1. Does a restrictive covenant not to compete, executed as a condition precedent to the sale of a business, qualify as ancillary to the sale of a business, thereby subject to a less restrictive enforceability test, even if the acquisition agreement assigns a disproportionately low value to goodwill and the employment agreement is executed separately? 2. Does a customer list, compiled from publicly available information with some additional effort, qualify as a trade secret under the Illinois Trade Secrets Act if it can be easily duplicated by others without considerable time, effort, or expense?


Opinions:

Majority - Justice Scariano

1. Yes, a restrictive covenant executed as a condition precedent to the sale of a business is ancillary to the sale of a business and subject to the less restrictive test for enforceability, regardless of the value assigned to goodwill or the timing of the employment agreement's execution, because the intent of the parties clearly linked the covenant to the sale's integrity. The court found that the acquisition agreement's requirement for Elmore's employment agreement as a 'Condition Precedent to Obligations of the Parties' demonstrated its supreme importance to the sale, ensuring the buyer received not just assets but also protection of the acquired goodwill. The court stated that generally, the adequacy of consideration for bargained-for assets would not be inquired into, especially given Elmore's business acumen. The trial court's finding that the 3-year, 75-mile restriction was reasonable in geographical area and duration was affirmed. However, the court remanded the case for the trial court to determine the specific nature and scope of the plaintiff's business at the time Elmore left, to assess the reasonableness of the restriction on Elmore's activity. 2. No, a customer list easily duplicable from public information does not qualify as a trade secret under the Illinois Trade Secrets Act, even if efforts are made to protect its confidentiality. The court, citing Service Centers of Chicago, Inc. v. Minogue, emphasized that the core focus of the Act is the 'secrecy of the information.' While First United II expended effort and money to 'distill' customer information from publicly available lists (from the Secretary of State) and add contact details (from public telephone directories), the court concluded that anyone could easily duplicate this process without considerable time, effort, or expense. The court clarified that the key to 'secrecy' under the Act is the ease with which information can be developed through other proper means; if easily duplicated, it is not secret.
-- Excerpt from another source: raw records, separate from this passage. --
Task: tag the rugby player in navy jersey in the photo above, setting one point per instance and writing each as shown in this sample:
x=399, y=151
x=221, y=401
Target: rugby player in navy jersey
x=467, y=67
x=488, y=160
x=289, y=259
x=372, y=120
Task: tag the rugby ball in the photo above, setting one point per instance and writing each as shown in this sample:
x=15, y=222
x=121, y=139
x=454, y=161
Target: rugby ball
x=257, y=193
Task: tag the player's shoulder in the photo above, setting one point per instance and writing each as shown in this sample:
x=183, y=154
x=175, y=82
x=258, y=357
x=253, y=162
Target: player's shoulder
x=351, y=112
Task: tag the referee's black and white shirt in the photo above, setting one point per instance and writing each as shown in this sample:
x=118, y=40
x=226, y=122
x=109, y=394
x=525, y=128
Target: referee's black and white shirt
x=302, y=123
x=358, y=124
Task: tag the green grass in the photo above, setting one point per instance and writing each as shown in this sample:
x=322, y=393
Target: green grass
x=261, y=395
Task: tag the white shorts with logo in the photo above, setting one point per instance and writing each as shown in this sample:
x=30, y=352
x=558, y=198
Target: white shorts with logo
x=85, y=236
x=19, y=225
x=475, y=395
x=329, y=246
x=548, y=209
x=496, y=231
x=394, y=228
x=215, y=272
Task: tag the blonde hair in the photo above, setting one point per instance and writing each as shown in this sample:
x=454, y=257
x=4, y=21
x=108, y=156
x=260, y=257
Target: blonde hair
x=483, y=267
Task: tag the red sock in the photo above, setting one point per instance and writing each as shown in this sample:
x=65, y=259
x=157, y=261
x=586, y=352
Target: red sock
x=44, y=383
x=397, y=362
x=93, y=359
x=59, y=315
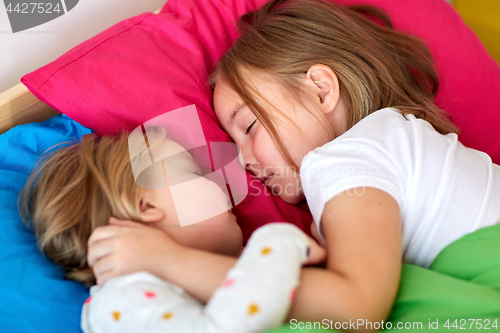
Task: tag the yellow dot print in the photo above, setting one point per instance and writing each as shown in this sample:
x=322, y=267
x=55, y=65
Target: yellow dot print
x=266, y=250
x=253, y=309
x=167, y=315
x=116, y=316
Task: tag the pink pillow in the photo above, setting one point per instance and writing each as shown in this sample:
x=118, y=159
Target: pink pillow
x=151, y=64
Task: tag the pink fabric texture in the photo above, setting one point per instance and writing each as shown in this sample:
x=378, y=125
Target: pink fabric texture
x=151, y=64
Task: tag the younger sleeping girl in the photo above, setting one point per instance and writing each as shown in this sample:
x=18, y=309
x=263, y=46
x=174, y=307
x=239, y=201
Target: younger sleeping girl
x=76, y=190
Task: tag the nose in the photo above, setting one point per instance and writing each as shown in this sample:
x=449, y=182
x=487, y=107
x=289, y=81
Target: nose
x=247, y=160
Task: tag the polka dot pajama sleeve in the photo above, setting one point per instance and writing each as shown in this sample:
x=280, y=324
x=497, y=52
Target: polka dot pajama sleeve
x=256, y=294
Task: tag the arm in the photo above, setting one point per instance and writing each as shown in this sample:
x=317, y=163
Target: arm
x=361, y=279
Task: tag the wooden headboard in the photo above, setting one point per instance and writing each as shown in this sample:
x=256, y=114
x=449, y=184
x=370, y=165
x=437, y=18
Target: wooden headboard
x=19, y=106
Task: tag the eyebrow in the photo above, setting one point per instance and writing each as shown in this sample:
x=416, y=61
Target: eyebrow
x=235, y=112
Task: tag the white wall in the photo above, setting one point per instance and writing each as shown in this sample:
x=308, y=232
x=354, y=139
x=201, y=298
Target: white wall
x=25, y=51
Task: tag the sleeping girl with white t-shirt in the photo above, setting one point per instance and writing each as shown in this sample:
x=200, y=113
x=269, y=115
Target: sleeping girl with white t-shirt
x=330, y=104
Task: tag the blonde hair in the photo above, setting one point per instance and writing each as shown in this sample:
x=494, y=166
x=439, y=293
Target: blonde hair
x=376, y=66
x=75, y=189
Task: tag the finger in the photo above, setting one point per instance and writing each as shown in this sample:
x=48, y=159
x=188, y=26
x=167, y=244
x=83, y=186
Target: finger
x=105, y=276
x=98, y=250
x=103, y=265
x=102, y=232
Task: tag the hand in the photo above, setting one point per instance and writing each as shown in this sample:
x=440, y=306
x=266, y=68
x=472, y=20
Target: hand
x=125, y=247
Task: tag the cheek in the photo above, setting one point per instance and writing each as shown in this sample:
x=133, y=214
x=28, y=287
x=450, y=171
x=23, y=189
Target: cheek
x=264, y=149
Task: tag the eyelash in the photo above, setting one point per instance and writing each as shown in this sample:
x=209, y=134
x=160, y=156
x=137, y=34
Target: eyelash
x=250, y=126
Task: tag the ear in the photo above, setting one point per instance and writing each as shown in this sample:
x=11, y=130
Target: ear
x=149, y=213
x=325, y=85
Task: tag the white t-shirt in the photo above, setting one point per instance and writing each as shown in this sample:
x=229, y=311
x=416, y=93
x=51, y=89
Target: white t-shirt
x=444, y=190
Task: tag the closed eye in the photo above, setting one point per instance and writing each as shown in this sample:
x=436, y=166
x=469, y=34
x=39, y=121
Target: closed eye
x=250, y=126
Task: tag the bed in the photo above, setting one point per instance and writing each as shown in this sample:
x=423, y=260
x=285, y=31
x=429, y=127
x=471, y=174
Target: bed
x=95, y=88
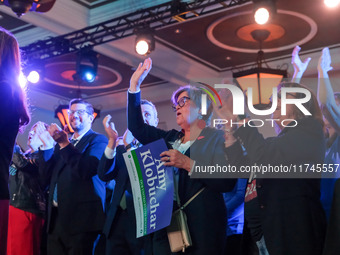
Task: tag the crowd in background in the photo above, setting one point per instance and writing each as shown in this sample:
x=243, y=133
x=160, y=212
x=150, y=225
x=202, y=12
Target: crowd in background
x=71, y=193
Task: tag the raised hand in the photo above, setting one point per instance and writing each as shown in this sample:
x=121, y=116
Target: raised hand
x=128, y=137
x=324, y=64
x=299, y=66
x=110, y=131
x=44, y=136
x=139, y=75
x=58, y=135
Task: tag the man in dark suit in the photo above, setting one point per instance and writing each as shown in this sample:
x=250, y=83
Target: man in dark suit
x=76, y=194
x=120, y=225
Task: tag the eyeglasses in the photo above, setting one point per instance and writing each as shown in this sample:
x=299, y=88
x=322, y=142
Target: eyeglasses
x=79, y=112
x=180, y=102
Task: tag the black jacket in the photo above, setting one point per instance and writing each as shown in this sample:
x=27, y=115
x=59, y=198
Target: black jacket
x=26, y=192
x=292, y=218
x=206, y=214
x=81, y=194
x=115, y=169
x=9, y=126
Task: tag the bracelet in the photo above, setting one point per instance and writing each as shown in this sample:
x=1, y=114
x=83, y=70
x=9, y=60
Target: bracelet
x=129, y=146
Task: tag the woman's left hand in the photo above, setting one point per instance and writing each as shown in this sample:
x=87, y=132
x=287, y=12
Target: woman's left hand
x=175, y=158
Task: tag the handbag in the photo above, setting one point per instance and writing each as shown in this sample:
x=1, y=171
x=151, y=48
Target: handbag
x=178, y=231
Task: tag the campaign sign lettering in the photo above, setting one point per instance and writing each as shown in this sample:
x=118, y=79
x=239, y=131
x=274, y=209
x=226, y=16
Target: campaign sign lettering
x=152, y=187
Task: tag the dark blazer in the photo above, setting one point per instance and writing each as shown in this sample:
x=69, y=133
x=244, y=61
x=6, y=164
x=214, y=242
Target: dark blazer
x=81, y=194
x=332, y=244
x=292, y=218
x=9, y=127
x=115, y=169
x=206, y=214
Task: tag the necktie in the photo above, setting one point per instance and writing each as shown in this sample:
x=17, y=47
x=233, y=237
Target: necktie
x=55, y=192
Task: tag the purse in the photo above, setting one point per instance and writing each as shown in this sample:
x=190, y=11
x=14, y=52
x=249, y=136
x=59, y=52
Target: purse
x=178, y=231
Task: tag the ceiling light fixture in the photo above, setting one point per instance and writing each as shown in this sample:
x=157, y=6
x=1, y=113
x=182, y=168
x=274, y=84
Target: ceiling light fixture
x=264, y=10
x=145, y=42
x=86, y=66
x=261, y=80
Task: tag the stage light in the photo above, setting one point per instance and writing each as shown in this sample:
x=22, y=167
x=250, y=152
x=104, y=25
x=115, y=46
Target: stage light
x=261, y=16
x=20, y=7
x=145, y=42
x=86, y=66
x=332, y=3
x=33, y=77
x=261, y=79
x=263, y=10
x=89, y=76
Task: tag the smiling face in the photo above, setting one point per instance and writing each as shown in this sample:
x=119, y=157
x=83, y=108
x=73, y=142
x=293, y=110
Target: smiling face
x=79, y=118
x=188, y=113
x=149, y=115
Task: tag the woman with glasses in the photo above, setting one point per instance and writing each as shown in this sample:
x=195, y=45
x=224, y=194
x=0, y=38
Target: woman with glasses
x=14, y=115
x=282, y=215
x=28, y=202
x=206, y=213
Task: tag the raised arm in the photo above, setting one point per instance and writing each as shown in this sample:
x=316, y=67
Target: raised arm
x=326, y=99
x=299, y=66
x=107, y=169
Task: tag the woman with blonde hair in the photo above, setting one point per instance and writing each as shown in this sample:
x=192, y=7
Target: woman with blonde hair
x=14, y=115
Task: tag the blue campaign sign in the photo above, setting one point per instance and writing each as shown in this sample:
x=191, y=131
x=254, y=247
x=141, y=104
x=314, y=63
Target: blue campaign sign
x=152, y=187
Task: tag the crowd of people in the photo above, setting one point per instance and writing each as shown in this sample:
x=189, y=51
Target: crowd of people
x=57, y=200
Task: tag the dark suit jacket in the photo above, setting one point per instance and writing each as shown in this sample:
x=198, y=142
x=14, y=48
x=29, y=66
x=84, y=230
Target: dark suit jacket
x=292, y=218
x=81, y=194
x=206, y=214
x=9, y=126
x=332, y=244
x=115, y=169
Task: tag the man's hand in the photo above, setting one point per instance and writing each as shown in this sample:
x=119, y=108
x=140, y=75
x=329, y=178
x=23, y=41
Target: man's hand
x=139, y=75
x=58, y=135
x=110, y=131
x=324, y=64
x=128, y=137
x=44, y=136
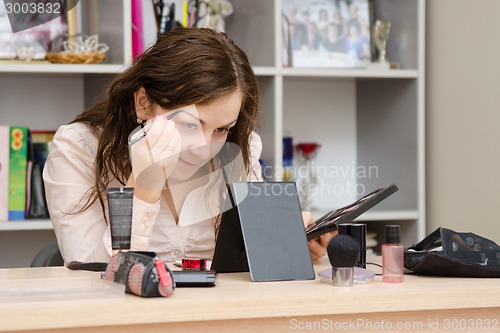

Therefore, the customer list did not meet the statutory definition of a trade secret, despite efforts to maintain its confidentiality.



Analysis:

This case significantly clarifies the distinction between restrictive covenants ancillary to the sale of a business and those ancillary to employment contracts, applying a less stringent enforceability standard when tied to a business sale, even if the consideration for goodwill seems low. It emphasizes the intent of the parties in structuring the transaction. Furthermore, the ruling sets a high bar for what constitutes a 'trade secret' under the Illinois Trade Secrets Act, specifically regarding customer lists, by prioritizing whether the information is genuinely not generally known and not easily ascertainable through legitimate means, rather than merely the effort expended in compilation. This impacts businesses seeking to protect client data, compelling them to ensure such data is truly proprietary and not just publicly derivable.